After all these years, we have learned his tricks. He tells us life is pointless, and we know he’s lying; the point of life is eating ice cream and drinking tea and hugging loved ones. The Dog tells us that we’re failing, and we prove him wrong; every time we set aside the knife, we have won. He tells us we will hurt forever, and we begin to doubt; we search our tool box for comfort and self-care. Battle after battle, scar upon scar, we continue to win. We are unbroken.
That’s the way through. We hang on until the hard time passes.
And then the blessing returns as if by some magic, a chemical magic inside the body (or in the spirit, if you prefer); the Dog slinks off with his tail between his legs, and we chase behind him with our music and our laughter and our ice cream dripping down our cones, and we smile up at the sun, and life is good.
He’ll be back. I know this. We are a package deal.
But we are stronger than the Dog.


I did not realize this is a battle you fight. I’m now even more impressed with the books you write, that I love reading. Even though not bipolar, I’ve had brief and minor touches of depression, OCD, and maybe a little paranoia – enough to know if any of these were to be extreme, I don’t know how I would cope. I admire your candor, strength, and thank you for sharing this insight, written so beautifully too. It certainly is thought provoking, and I pray the Dog stays away.

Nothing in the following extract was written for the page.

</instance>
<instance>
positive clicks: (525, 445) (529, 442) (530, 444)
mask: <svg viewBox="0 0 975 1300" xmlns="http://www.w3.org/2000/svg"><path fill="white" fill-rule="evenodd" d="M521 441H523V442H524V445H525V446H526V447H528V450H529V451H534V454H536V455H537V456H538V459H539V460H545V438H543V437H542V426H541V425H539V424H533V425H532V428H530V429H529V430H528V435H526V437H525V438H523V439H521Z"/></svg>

Take care of You.
If only it were just a matter of deciding to pull oneself up by one’s bootstraps, eh? Hoping for way more sunny days than not ahead for all of us.
Words are power. Just like eyes, words are a window into the soul. As we struggle with the challenge that is life, we create a vocabulary that is ever expanding. When you suffer from an illness, be it mental, physical, or a manifestation of both you see the world differently. With more compassion, honestly, and occasionally fear. With pain our vocabularys change slightly from the norm. This is in your words. Your struggle and power is in your words. For the past five years I have battled an undiagnosed illness. So, on some levels maybe more than others your words speak to me. In this article and also in your books, I feel your heart. I know that the compassion and understanding I have gained from my pain makes it worth it to me. I hope that you continue to share your words, strength, and power in your writing. Thank you for sharing it with me.
Hurrah and blessings to you! What a life-affirming, black day kicking post. I have been a mental health therapist for 30 years and have heard/seen just about every variety of emotional/mental/intellect-messing illness out there. You describe this so well and bravely. Thank you for spreading these words of hope. It is all about hanging on knowing that it WILL move on and not letting it convince you otherwise. Please keep doing what you do and write the books you do (they are FABULOUS). You are truly FABULOUS. Many, many Marie Baranuik thanks!
Thankyou for the wonderful words. I will wait more patiently with my own black dog for the next installment from Marnie.